Something is wrong on the internet | by James Bridle | Medium

This, I think, is my point: The system is complicit in the abuse.

And right now, right here, YouTube and Google are complicit in that system. The architecture they have built to extract the maximum revenue from online video is being hacked by persons unknown to abuse children, perhaps not even deliberately, but at a massive scale. I believe they have an absolute responsibility to deal with this, just as they have a responsibility to deal with the radicalisation of (mostly) young (mostly) men via extremist videos — of any political persuasion. They have so far showed absolutely no inclination to do this, which is in itself despicable. However, a huge part of my troubled response to this issue is that I have no idea how they can respond without shutting down the service itself, and most systems which resemble it. We have built a world which operates at scale, where human oversight is simply impossible, and no manner of inhuman oversight will counter most of the examples I’ve used in this essay. The asides I’ve kept in parentheses throughout, if expanded upon, would allow one with minimal effort to rewrite everything I’ve said, with very little effort, to be not about child abuse, but about white nationalism, about violent religious ideologies, about fake news, about climate denialism, about 9/11 conspiracies.

Source: Something is wrong on the internet | by James Bridle | Medium

(Emphasis mine.)

This is simply not true. It’s not true at all. Google made 85 BILLION dollars last year. They absolutely, positively, unquestionably can invest in some more machines to flag more types of content, and hire people to review the flags.

And don’t try to tell me they couldn’t programmatically de-list the kinds of accounts that are pumping out the kind of generative garbage described in the article. I could write a 100-line Perl script to catch this. It’s like the argument about how the App Store is so big that Apple couldn’t possibly catch all the fraudulent apps, but one guy looking at it in his spare time has identified scores of easily-caught problems that scam hundreds of millions of dollars out of the ecosystem.

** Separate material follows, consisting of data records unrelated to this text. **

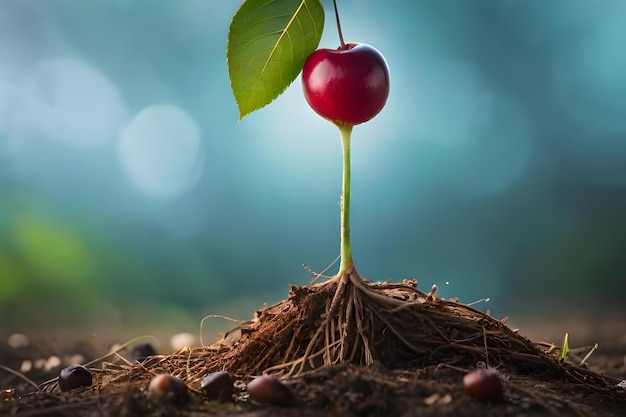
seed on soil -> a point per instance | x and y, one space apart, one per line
140 351
73 377
218 386
168 389
483 385
269 390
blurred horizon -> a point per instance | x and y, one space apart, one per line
131 195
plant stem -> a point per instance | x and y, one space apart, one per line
346 265
343 44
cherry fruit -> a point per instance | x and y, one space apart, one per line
348 85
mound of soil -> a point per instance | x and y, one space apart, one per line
350 347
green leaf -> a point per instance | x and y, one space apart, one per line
268 42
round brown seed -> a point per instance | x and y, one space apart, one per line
73 377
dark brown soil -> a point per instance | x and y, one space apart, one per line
349 347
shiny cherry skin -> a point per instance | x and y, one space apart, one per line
348 85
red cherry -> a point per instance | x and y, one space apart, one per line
348 85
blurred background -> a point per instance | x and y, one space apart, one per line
131 197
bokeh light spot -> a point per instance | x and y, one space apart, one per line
161 151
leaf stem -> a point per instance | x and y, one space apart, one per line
347 263
343 44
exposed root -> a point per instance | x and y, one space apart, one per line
348 319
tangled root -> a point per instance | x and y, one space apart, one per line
349 319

At the end of the day, it’s a problem with misaligned incentives. Just like with Apple and the App Store, Google doesn’t want to fix the problem, because they benefit from the algorithmic/generative advertisement click-bait fraud scheme made possible by their platform being “game-able.” Corporations being the beasts they are, the only way to solve this problem is through legislation. Unfortunately, campaign finance laws being the beasts they are, that’s not going to happen.

And, as if on cue:

Zhukov’s trial established how the trade in fake clicks works. Between 2014 and 2016, the so-called King of Fraud—a name he gave himself in a text message, revealed in court—ran an advertising network called Media Methane, which received payments from other advertising networks in return for placing brand’s adverts on websites. But the company did not place those adverts on real websites. Instead it created fake ones, spoofing more than 6,000 domains. It then rented 2,000 computer servers in Texas and Amsterdam and programmed them to simulate the way a human would act on a website—using a fake mouse to scroll the fake website and falsely appearing to be signed in to Facebook.

Source: How Bots Corrupted Advertising | WIRED

Click fraud has been around since the rise of Google, but I guess everyone collectively agreed to ignore it as a cost of doing business, like “shrinkage” in retail. It stands to reason that these efforts have gone full-blown industrial now, and surely must be making a dent in someone’s pocketbook, but I guess everyone in the advertising economy is too entrenched now to do anything different. Advertising may be the single biggest sector in the American economy at this point. So they go after one dude, and make an example of him, meanwhile, the algorithmically-generated advertisement-bait is considered legitimate.

“Algorithms” are ruining everything that made pop culture interesting.